I have had an issue of late in which I get thoughts that are irrational, yet which have an emotionally strong yet false message--and these thoughts try to get into the control seat of my mind. This is in spite of the fact that I am taking a whopping dose of antipsychotics and have been for years. The fact of being medicated doesn’t completely guarantee that you will get rid of all delusions. 

Some of these thoughts, if I were to let them take over, would interfere with getting necessary tasks accomplished. This happens through the fear that something dangerous or something bad is lurking behind every action. Other thoughts, which luckily I don’t get very much on medication, are those that give a bogus instruction which will cause me to create badly mistaken actions or regrettable speech. Either way, the bogus thought needs to be identified and canceled before it causes damage to life circumstances. 

It requires effort and a lot of insight to discard an irrational thought, especially if it is convincing and powerfully felt. There seems to be no perfect rule for knowing when a thought is accurate and when it is a distortion. 

What to do about this? To begin with, one could work to recognize when a thought seems irrational and bring this up in therapy. 

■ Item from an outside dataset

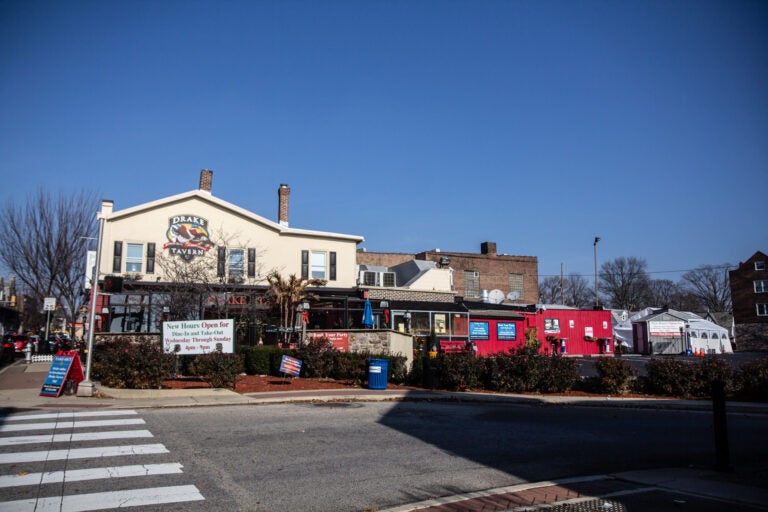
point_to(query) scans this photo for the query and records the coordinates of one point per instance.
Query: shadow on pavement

Evaluating a thought is not always easy to do by oneself. I often will ask a friend who knows me very well if they think a particular thought seems to be a delusion. You can also bring up a thought to a mental health professional, and they may be able to help you with their evaluation of your thought. This is called, "reality checking." 

You probably should not bring up unusual thoughts to the wrong person, such as a stranger, a coworker, or someone who might not understand your intentions. People who are uneducated about mental illness do not know how to handle the role of being a reality checker. 

Observing your environment without getting other people's opinions can lead to misinterpretations of your five senses. The five senses can be misinterpreted. It is usually through communication with others that we learn how to interpret our five senses. This is one reason why it is bad to be isolated. 

It helps to stay "grounded." This is a down to earth state of mind in which things are neither twisted nor exaggerated. 

There is more than one version of the idea of being "grounded." To me, being grounded means that you are connected to your body, you are connected to other people, you are not too far into the abstract, and you are not excessively agitated or elated. 

It is important for someone prone to psychosis that they regard it seriously and that they treat it aggressively through medical and psychological remedies. Part of this entails robustly questioning the accuracy of thoughts. The thoughts that have the most emotional charge could be the same ones that, if acted upon, could create the most problems.